John Niski has joined our staff as Assistant Director, Special Olympics-Connecticut Interscholastic Athletic Conference (CIAC) Unified Sports®. He will work to engage more schools in participating in Unified Sports and raise awareness about the achievements of student athletes and their coaches.
SOCT: Tell us about your background - and favorite sport to play/watch.
John: I recently retired from the Shelton Public School system after 36 years as a teacher, coach, and administrator. For the past 17 years, I served as the Athletic Director in charge of both high school and middle school sports. I also served as the Supervisor of Health and Physical Education for the entire school district. I enjoy watching high school sports and participating in bocce and bass fishing.
SOCT: How did you get involved in Special Olympics Unified Sports?
John: As the Shelton athletic director, I wanted to make certain that our athletes and partners who were involved in the Unified Sports program were getting all of the benefits that they deserved, so I started going to practices and then organizing games and of course I was hooked right away! There is no better way to spend an afternoon than participating in a Unified Sports event. The pure sense of joy and feeling of purpose is unparalleled in any other activity.
SOCT: Why do you feel that Unified Sports is so important?
John: I believe that participation in Unified Sports is important because it gives every single person in a school community the opportunity to participate in activities where they can feel valued, where they can contribute meaningfully, and where they can develop relationships, athletic skills, fitness levels, and expand their social friendships in a fun, competitive, and welcoming environment.
I believe that students at every grade level should have the opportunity to participate in Unified Sports activities because there is so much for each of us to learn about our classmates, teammates, and ourselves.
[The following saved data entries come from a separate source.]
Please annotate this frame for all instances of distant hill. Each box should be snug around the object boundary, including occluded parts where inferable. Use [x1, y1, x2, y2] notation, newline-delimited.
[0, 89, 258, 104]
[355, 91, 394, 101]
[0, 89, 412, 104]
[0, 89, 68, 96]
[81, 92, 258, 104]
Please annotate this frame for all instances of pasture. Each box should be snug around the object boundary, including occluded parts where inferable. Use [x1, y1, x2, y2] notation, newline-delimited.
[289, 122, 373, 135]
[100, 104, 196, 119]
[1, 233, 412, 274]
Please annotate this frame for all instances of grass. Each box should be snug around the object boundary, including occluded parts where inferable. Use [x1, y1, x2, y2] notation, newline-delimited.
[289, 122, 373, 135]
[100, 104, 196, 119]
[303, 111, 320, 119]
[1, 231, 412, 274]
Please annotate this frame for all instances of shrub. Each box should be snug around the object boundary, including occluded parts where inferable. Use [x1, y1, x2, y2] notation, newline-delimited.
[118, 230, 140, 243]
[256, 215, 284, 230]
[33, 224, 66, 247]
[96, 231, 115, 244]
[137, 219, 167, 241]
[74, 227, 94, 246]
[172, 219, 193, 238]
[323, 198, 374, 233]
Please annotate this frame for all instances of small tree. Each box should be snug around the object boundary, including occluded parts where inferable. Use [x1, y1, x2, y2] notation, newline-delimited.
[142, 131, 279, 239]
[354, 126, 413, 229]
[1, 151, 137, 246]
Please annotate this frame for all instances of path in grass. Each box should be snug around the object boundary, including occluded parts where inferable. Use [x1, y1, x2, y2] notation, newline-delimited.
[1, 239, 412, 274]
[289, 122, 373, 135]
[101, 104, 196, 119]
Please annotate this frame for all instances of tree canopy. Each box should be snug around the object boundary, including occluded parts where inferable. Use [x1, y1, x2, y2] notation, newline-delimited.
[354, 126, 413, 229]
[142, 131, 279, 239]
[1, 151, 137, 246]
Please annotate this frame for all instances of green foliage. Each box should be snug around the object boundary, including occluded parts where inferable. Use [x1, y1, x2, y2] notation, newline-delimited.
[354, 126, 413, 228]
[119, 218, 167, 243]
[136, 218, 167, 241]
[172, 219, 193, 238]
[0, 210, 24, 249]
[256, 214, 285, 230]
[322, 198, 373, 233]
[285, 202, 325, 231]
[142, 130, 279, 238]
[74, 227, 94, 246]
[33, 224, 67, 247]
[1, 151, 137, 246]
Friendship, comradery, competition, and sportsmanship are experiences that are not limited to any specific age or ability group.
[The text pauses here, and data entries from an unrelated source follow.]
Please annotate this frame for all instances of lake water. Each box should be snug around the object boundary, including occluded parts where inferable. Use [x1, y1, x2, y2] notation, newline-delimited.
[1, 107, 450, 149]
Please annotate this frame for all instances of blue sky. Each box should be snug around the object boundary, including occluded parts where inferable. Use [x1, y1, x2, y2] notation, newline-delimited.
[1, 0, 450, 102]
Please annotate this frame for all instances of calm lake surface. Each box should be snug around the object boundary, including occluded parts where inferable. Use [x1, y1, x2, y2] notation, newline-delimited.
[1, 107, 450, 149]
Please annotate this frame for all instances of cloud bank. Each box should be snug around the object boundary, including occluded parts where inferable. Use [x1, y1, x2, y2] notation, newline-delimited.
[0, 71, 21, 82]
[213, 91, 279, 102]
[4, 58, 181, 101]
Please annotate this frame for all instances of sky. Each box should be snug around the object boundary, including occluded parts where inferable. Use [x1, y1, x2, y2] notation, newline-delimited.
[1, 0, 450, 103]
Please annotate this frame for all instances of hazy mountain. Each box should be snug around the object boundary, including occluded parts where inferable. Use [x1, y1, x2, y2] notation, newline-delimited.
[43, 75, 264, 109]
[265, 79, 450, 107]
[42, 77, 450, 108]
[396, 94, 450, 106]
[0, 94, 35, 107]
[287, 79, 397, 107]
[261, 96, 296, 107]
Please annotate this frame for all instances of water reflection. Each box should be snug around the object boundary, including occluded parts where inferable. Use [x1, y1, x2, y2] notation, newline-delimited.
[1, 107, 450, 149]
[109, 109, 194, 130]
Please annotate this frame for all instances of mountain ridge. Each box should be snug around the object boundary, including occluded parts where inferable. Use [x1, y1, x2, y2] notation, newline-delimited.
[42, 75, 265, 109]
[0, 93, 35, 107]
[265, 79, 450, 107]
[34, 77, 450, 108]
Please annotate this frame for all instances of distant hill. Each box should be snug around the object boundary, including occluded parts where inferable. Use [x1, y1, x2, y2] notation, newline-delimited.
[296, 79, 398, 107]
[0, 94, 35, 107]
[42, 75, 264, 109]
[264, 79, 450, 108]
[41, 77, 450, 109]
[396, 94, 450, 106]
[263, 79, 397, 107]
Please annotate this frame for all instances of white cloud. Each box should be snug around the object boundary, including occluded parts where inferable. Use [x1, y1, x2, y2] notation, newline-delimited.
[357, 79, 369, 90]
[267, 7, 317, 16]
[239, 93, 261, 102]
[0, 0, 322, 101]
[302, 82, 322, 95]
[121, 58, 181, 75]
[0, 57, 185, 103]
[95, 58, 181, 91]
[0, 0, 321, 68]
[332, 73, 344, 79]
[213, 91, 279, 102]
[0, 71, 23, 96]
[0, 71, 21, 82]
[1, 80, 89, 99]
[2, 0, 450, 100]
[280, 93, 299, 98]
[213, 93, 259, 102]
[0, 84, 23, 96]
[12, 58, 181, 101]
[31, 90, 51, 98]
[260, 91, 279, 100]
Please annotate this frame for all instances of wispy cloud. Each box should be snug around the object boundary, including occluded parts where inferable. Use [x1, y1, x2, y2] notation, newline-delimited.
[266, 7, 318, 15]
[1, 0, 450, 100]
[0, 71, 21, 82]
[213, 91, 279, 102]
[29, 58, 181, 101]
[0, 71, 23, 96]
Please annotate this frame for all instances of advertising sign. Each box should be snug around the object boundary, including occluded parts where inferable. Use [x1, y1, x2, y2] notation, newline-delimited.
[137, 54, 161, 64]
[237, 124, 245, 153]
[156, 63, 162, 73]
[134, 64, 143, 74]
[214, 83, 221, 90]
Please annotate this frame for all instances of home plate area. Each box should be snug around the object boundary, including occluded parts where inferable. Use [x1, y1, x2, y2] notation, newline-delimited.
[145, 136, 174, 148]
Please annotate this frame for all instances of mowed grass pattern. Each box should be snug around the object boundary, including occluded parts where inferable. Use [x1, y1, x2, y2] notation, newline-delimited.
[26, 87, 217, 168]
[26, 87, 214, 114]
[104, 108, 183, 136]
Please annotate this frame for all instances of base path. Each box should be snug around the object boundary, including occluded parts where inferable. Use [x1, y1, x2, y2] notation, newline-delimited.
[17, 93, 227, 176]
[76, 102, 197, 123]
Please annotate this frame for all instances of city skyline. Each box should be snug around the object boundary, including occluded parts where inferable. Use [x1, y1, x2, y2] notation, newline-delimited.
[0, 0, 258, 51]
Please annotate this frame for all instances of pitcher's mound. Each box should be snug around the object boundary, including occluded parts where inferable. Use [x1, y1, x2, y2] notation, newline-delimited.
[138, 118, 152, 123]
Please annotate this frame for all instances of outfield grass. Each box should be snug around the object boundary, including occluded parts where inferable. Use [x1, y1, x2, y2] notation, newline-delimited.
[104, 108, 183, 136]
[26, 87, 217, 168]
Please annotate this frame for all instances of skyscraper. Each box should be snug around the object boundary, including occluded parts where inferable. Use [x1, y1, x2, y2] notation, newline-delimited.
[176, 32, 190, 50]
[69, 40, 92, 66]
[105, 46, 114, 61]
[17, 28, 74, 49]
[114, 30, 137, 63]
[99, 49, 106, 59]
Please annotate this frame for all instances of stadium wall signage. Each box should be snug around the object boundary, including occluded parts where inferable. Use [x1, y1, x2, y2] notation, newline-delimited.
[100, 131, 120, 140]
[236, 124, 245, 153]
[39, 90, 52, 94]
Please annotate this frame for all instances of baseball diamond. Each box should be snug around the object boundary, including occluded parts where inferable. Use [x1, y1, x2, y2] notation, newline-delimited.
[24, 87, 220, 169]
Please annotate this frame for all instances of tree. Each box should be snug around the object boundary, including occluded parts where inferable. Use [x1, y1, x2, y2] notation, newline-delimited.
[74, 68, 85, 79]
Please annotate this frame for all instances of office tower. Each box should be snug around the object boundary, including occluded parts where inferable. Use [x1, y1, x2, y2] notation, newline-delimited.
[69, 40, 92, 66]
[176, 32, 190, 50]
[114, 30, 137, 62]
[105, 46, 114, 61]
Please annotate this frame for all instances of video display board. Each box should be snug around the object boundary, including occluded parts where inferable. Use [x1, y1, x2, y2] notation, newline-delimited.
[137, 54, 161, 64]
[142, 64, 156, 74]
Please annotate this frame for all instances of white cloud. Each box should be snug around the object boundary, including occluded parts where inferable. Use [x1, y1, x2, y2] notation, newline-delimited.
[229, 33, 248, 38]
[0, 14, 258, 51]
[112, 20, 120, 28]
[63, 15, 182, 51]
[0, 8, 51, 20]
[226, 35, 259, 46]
SOCT: Can you give an example of how you've seen Unified Sports change a student's life.
John: I've been extremely fortunate to watch relationships develop and friendships grow between athletes and partners because of their involvement in Unified Sports. Students who would typically be ignored in the hallways of a giant school and get lost in the massiveness of high school have become more confident and feel a part of the overall community because they are recognized and welcomed by some of the popular kids who happen to be their partners on the Unified team.
School can be a difficult place for any teenager, but even more so for those with disabilities. When athletes and partners continue to foster their connections outside of the gymnasium, it brings to light the real purpose of the Unified programs and it makes a world of difference to everyone involved.
I'm amazed each and every day about how caring and unassuming our partners are once they get involved in Unified Sports programs. The relationships that develop today between athletes and partners because of these programs were unheard of when I was younger, yet it comes so naturally to them now. It is a program that is truly changing the culture of our world and what could be better than that?